La perte d’identité et la détresse vécues par sa mère et sa propre expérience d’un certain déracinement se reflètent aussi dans son traitement de sujets comme le respect de la tradition, de l’héritage, de la transmission ou tout simplement de l’humanité au-delà des systèmes politiques ou économiques. Et chacun reste libre d’interpréter la signification de son dernier film, Our Time Will Come, sorti en 2017, où elle aborde les mouvements de résistance dans le Hong Kong des années 1940 contre l’occupation japonaise.

Ann Hui, une grande cinéaste

Dans A Simple Life, Ann Hui raconte l’histoire d’une domestique ayant consacrée toute son existence à trois générations d’une famille à Hong Kong.

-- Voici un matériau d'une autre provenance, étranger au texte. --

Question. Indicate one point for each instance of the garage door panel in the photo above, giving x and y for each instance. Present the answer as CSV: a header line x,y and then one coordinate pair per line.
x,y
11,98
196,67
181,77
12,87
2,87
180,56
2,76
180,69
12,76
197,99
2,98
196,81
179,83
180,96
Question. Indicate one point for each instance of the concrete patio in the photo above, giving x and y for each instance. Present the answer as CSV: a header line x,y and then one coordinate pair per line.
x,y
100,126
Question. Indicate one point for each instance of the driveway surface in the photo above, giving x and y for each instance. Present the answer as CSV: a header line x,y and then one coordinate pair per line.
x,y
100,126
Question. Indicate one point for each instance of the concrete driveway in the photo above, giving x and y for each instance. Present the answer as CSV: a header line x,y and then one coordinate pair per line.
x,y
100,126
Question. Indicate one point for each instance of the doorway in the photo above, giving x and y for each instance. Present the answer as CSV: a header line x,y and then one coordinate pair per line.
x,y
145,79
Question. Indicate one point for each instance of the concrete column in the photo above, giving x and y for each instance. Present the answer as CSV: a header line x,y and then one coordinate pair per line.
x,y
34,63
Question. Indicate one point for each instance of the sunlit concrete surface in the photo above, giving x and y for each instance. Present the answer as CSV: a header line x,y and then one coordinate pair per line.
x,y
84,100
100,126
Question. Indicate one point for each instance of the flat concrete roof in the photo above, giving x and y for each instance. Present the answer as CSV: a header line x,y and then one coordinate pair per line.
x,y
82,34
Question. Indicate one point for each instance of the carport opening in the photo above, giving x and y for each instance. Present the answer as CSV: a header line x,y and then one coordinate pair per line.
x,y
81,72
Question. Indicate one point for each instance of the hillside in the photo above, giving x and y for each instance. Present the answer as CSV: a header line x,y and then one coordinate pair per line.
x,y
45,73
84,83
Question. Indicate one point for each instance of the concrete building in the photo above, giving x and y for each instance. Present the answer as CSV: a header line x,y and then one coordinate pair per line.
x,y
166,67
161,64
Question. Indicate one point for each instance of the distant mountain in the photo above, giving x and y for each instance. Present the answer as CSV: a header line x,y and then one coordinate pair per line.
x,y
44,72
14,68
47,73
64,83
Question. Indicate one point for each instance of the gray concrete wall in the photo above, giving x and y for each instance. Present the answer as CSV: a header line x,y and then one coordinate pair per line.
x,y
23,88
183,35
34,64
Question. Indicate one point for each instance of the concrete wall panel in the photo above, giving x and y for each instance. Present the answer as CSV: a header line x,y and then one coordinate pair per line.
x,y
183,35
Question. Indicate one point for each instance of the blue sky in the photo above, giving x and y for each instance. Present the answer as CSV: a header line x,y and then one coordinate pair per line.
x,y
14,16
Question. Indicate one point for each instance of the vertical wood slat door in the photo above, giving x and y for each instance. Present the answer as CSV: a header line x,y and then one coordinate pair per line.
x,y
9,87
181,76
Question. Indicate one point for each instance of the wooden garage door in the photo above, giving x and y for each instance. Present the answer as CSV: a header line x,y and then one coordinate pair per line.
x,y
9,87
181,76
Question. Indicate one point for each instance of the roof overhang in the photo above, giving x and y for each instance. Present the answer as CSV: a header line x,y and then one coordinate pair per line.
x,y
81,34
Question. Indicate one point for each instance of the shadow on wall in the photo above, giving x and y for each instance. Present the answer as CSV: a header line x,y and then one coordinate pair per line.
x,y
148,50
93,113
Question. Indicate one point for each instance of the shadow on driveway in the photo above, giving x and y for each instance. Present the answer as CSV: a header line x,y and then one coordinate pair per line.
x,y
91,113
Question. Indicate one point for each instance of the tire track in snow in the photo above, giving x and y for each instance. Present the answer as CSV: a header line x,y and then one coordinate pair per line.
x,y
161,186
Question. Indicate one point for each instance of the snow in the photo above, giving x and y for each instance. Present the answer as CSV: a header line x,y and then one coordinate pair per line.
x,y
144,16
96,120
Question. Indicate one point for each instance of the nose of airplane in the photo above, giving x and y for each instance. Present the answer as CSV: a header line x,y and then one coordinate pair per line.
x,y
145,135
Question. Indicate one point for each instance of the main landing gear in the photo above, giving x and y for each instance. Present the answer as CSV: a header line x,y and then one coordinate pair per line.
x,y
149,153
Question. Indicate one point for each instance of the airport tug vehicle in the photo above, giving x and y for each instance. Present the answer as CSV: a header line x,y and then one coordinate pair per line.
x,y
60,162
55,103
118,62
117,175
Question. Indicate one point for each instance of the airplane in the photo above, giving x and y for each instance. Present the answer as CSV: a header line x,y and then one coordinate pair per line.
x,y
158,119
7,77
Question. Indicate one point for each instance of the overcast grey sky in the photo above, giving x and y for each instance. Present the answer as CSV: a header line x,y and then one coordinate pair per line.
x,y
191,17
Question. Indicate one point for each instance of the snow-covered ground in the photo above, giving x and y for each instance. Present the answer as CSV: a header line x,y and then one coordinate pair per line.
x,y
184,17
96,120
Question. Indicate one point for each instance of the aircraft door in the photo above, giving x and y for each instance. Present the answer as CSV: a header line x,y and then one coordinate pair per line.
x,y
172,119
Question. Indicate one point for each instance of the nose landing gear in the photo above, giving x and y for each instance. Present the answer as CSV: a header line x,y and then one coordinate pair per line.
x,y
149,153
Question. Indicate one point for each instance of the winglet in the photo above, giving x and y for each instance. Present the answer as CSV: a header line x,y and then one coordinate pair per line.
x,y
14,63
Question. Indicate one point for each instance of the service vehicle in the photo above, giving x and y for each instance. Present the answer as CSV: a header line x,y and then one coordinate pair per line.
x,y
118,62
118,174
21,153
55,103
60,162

Mais à la fin de sa vie, c’est elle qui a besoin d’aide. Un drame basé sur l’histoire vraie du producteur Roger Lee et pour lequel l’actrice Deannie Yip remportera en 2011 le Lion d’or de la meilleure interprétation féminine pour son rôle d’Ah Tao. En décernant début septembre à la réalisatrice un Lion d’or d’honneur pour l’ensemble de son œuvre, la Mostra de Venise 2020 persiste et signe : Ann Hui est une grande cinéaste, certes hongkongaise, mais surtout une grande cinéaste tout court.